We have considered the that Xmin obtained in the
multiplication step provides the location of the beginning of
the text, to make sure that the seed location falls inside the
body of the text we added one position to Xmin to get seed
pixel location to get Xseed, hence Xseed can be obtained from
Xmin using the equation Xseed = Xmin + 1. Then we map the Xseed
to the original input image and obtain the intensity or grey
scale value at that location, this obtained pixel value is
considered to the seed pixel SP.
We consider SP to be pixel value (colour) of the text, but
sometimes due to lossy compression of the image/video the
pixel value of the entire text will not remain the same, there
will be a slight deviation in the intensity value throughout the
text, hence we cannot just rely on a single seed pixel,
therefore we have to consider a range of seed pixels to obtain
proper and effective binarization.
Let us consider the seed pixel values ranges from SPmin to
SPmax which are minimum intensity seed value and maximum
intensity seed value respectively.
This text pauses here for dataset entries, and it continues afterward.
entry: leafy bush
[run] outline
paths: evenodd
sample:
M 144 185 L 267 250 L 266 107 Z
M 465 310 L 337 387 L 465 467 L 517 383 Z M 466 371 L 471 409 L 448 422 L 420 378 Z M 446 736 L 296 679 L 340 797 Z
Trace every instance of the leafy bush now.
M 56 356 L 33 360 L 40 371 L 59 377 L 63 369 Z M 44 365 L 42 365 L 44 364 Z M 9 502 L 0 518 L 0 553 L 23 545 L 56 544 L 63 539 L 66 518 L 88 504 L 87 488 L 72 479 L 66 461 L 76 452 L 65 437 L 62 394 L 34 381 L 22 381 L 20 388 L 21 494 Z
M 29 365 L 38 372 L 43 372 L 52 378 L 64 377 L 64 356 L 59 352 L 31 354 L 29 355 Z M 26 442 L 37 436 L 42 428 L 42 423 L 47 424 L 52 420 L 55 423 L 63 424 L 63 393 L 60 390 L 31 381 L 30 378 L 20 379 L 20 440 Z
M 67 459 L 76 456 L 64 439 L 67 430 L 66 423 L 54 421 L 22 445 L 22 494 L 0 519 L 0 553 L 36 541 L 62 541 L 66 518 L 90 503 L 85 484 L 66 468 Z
Along with SPmin and SPmax,
all the pixels value which fall in-between SPmin and SPmax are
considered to be the candidate seed values. The SPmin and
SPmax can be obtained by subtracting and adding T to SP. The
mathematical equation is given below:
SPmin = SP – T
SPmax = SP + T
Based on the minimum and maximum seed values we can
perform the binarization, the binarization is performed on the
localized text obtained from the previous step. We make use
of double thresholding technique for binarization using SPmin
and SPmax as the two threshold values. The pixels with
intensity values less than SPmin and the pixels with intensity
values greater than SPmax is converted to one (1) and the pixel
values that fall in-between SPmin and SPmax is converted into
zero (0). This results in a binary image with the black text
pixels against the white background irrespective of the
original colour of the text appeared in the input data. The
figure 9 shows the result of text binarization performed on the
localized text shown in figure 8.
Fig. 9 Binarized text.
In our experiments we have the value of T as 5.